Electrocatalytic oxidation of water using self-assembled copper(ii) tetraaza macrocyclic complexes on a 4-(pyridine-4′-amido)benzene grafted gold electrode

The oxidation of water is the most crucial step in electrochemical water splitting and artificial photosynthesis. To ease the water oxidation process, the development of stable, robust, and efficient catalysts is needed that can operate under mild conditions. Here we present the heterogenization of a Cu-based molecule [Cu(MC)](ClO4)(2) (where MC = 5,7,7,12,14,14-hexamethyl-1,4,8,11-tetra-azacyclotetradeca-4,11-diene) by immobilizing it on a 4-(pyridine-4 '-amido)benzene (L) layer modified gold electrode and explore its activity for the electrocatalytic oxidation of water in neutral phosphate buffer solution.

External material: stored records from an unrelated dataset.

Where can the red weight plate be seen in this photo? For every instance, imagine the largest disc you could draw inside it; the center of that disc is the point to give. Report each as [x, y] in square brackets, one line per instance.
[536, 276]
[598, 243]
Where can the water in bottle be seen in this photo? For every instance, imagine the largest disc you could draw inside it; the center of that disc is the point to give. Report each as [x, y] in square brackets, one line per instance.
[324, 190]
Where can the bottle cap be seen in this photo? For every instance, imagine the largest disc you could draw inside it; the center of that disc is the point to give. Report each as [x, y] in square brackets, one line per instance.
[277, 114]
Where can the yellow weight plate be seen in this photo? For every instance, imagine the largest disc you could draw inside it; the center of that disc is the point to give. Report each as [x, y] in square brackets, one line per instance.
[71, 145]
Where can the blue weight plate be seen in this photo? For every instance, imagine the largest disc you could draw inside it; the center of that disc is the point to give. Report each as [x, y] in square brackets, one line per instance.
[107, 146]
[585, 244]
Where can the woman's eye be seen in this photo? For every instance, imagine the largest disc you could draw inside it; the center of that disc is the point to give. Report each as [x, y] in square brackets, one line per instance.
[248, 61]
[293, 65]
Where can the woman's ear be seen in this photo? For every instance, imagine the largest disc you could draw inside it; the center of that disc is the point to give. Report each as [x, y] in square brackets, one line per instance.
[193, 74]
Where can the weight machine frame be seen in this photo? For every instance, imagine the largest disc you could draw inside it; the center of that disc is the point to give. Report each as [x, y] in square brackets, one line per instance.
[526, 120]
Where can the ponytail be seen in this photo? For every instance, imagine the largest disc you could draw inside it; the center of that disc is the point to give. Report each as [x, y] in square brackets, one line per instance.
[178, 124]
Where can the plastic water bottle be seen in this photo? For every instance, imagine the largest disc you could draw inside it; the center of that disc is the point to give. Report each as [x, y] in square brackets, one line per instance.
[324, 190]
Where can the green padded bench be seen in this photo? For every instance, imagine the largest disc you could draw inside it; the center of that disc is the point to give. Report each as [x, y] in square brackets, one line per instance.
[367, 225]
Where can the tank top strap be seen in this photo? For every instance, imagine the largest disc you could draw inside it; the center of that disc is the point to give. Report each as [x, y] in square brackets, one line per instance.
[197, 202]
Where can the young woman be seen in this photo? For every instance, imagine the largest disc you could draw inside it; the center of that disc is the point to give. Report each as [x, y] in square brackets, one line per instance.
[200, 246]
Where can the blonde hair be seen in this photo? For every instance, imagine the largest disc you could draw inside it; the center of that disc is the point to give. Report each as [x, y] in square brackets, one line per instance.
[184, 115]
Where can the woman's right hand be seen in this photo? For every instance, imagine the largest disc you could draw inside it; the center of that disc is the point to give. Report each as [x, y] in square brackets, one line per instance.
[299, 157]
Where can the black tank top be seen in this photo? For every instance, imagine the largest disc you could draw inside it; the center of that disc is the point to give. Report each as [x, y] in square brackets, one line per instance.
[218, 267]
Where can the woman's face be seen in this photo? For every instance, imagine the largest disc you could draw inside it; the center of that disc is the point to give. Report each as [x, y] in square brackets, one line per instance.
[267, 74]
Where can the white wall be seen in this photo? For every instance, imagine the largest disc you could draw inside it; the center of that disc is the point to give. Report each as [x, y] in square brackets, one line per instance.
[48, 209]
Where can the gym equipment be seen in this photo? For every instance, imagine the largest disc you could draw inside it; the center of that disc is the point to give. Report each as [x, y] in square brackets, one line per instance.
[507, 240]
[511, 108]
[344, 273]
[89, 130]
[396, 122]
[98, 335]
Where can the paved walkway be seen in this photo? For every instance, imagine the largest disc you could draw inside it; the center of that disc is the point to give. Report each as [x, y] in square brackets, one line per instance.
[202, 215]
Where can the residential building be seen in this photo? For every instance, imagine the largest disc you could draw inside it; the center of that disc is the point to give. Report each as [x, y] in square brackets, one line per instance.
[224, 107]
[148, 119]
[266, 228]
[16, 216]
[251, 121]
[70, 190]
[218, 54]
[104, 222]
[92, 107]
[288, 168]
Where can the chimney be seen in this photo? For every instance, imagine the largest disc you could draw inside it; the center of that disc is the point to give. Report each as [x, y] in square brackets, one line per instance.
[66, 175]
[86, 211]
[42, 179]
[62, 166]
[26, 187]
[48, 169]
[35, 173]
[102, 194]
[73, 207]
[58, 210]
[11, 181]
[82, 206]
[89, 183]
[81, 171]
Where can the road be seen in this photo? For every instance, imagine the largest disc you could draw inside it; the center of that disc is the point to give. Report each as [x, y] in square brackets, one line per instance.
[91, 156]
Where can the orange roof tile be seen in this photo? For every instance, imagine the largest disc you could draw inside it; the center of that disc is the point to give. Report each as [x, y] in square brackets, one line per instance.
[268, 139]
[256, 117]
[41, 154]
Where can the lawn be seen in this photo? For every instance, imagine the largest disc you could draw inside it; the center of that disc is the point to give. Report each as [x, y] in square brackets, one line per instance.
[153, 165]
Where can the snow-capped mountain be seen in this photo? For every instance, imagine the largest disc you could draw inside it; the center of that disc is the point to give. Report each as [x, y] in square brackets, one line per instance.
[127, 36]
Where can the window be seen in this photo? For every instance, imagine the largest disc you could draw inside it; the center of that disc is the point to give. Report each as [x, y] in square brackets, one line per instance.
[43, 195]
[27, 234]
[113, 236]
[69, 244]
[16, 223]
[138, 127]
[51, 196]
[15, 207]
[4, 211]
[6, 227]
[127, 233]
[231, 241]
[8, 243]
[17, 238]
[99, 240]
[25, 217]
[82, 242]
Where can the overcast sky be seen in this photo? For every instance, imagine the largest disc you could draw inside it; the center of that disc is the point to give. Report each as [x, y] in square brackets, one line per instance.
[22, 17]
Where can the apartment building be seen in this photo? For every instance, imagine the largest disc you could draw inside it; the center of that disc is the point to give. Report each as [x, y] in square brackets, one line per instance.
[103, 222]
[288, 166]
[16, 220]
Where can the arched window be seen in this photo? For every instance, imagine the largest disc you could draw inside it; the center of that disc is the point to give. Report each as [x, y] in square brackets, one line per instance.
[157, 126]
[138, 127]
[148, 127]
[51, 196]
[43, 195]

The modified electrode was characterized using FE-SEM, EDX, ATR-FTIR, SERS, CV, and EIS techniques. The newly developed surface-bound complex [Cu(MC)]-L-Au can catalyze the oxygen evolution reaction (OER) exceptionally well with an onset overpotential of 227 mV (J = 1.0 mA cm(-2)), an overpotential similar to 284 mV at J = 1.32 mA cm(-2) and a low Tafel slope of 48 mV decade(-1). Furthermore, the Cu-based heterogeneous electrocatalyst has no observable decomposition during an 8-hour period of controlled potential electrolysis and displayed a substantial and stable current for O-2 evolution with a faradaic efficiency of >85%.

Automated summary

The study presents the heterogenization of a Cu-based molecule on a gold electrode, showing promising catalytic activity for the electrocatalytic oxidation of water. The newly developed surface-bound complex exhibits excellent stability and efficiency in the oxygen evolution reaction, demonstrating potential as an efficient catalyst for water oxidation.